2015 is well underway, and new years for me have always been
a cause of intense reflection for the last six years, ever since my life
meandered off into a completely different direction.
My reflection of 2014, though, is much different than past
reflections. Much, much different.
It is, as I told L as the year was winding down, the first
year that I have not looked back and had regrets over things that had happened.
It was the first time where, shortly before the clock struck midnight, I was
not filled with a sense of relief that the year was over.
It was a good year.
It was a very good year.
It was one of the best years for L and I. If you have
followed the blog from the beginning, you have seen posts where we have alluded
to our lives as being on top of “shit mountain”; so firmly on top at times that
we wondered when we could come back down. We struggled with issues and
situations both inside and outside of our control, and all along the way,
through the good or bad, we embraced our D/s dynamics as a way to survive it.
Even that had its falterings. I was not always a good Dom and L was not always
a good sub.
But 2014..2014 was way different. We had some struggles, but
they were just regular day to day struggles…job changes, financial problems,
worrying over how the kids were doing in school…they were simply the regular
struggles that couples and families all across the world change. And, like
regular couples, we worked through them, and we worked through them quite well.

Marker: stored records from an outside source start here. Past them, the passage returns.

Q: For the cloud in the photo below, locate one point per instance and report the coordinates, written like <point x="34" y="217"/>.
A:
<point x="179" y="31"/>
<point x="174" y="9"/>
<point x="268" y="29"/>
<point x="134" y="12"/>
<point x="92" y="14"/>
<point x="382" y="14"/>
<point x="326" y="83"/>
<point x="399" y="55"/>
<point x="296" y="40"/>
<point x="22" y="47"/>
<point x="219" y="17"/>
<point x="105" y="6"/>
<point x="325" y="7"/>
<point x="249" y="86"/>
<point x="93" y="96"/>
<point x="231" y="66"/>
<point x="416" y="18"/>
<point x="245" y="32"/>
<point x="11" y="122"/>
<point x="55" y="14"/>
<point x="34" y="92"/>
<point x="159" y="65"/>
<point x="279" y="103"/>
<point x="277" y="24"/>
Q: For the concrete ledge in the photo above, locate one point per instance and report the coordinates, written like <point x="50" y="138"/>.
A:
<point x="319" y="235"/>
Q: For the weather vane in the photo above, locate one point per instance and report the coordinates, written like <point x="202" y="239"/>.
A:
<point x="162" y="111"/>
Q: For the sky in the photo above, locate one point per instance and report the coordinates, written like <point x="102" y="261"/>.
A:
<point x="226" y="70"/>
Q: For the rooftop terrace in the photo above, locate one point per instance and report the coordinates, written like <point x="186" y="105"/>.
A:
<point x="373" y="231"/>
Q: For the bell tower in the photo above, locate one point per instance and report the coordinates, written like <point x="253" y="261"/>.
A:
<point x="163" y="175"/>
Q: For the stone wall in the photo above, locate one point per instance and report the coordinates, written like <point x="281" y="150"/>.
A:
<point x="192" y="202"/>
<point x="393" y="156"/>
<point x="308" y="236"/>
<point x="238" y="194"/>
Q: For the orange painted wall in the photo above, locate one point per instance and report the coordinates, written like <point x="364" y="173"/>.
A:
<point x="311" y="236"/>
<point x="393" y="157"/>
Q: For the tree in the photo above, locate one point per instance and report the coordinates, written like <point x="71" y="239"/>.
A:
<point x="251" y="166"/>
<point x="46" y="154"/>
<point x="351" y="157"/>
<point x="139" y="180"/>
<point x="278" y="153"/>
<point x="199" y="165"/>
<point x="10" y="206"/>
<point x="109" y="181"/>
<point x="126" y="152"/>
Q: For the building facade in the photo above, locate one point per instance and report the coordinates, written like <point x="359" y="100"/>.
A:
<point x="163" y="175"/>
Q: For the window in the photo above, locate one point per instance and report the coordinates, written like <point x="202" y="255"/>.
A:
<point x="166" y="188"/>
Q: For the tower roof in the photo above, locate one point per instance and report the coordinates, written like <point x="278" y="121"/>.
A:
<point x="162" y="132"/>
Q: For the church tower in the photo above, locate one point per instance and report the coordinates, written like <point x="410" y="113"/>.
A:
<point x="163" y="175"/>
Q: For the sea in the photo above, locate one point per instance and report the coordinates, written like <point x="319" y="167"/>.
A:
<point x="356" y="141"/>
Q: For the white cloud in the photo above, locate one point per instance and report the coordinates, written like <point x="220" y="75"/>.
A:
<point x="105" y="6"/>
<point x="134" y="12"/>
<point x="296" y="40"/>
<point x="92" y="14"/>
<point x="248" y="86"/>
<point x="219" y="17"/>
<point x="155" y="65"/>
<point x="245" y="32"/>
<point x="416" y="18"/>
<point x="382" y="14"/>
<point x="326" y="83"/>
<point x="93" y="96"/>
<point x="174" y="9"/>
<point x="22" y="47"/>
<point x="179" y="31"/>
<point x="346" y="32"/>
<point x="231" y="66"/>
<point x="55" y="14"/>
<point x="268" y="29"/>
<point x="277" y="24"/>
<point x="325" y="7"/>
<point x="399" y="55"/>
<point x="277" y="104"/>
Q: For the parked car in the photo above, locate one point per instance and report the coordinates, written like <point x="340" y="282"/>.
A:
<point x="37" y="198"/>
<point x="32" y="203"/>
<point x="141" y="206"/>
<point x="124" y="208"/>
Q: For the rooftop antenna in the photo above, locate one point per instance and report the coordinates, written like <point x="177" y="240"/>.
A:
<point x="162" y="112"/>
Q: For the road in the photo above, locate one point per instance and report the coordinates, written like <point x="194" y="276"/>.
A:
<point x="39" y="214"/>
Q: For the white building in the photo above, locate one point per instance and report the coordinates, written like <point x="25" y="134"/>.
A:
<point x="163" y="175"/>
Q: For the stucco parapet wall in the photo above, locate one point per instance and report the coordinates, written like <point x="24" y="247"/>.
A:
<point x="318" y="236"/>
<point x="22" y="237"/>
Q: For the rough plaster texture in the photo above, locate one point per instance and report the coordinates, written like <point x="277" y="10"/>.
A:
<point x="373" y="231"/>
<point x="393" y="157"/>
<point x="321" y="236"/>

Sometimes we worked through them using the D/s dynamics, other times we just
did what other high-functioning and well-matched couples do. We had a couple of
arguments…hey, no one’s perfect..
But, still…
It was a good year.
It was a very good year.
After what seemed like a life time on top of shit mountain,
L and I removed ourselves off of it completely. Then, once we were off, we
threw a stick of dynamite at it and blew that motherfucker up.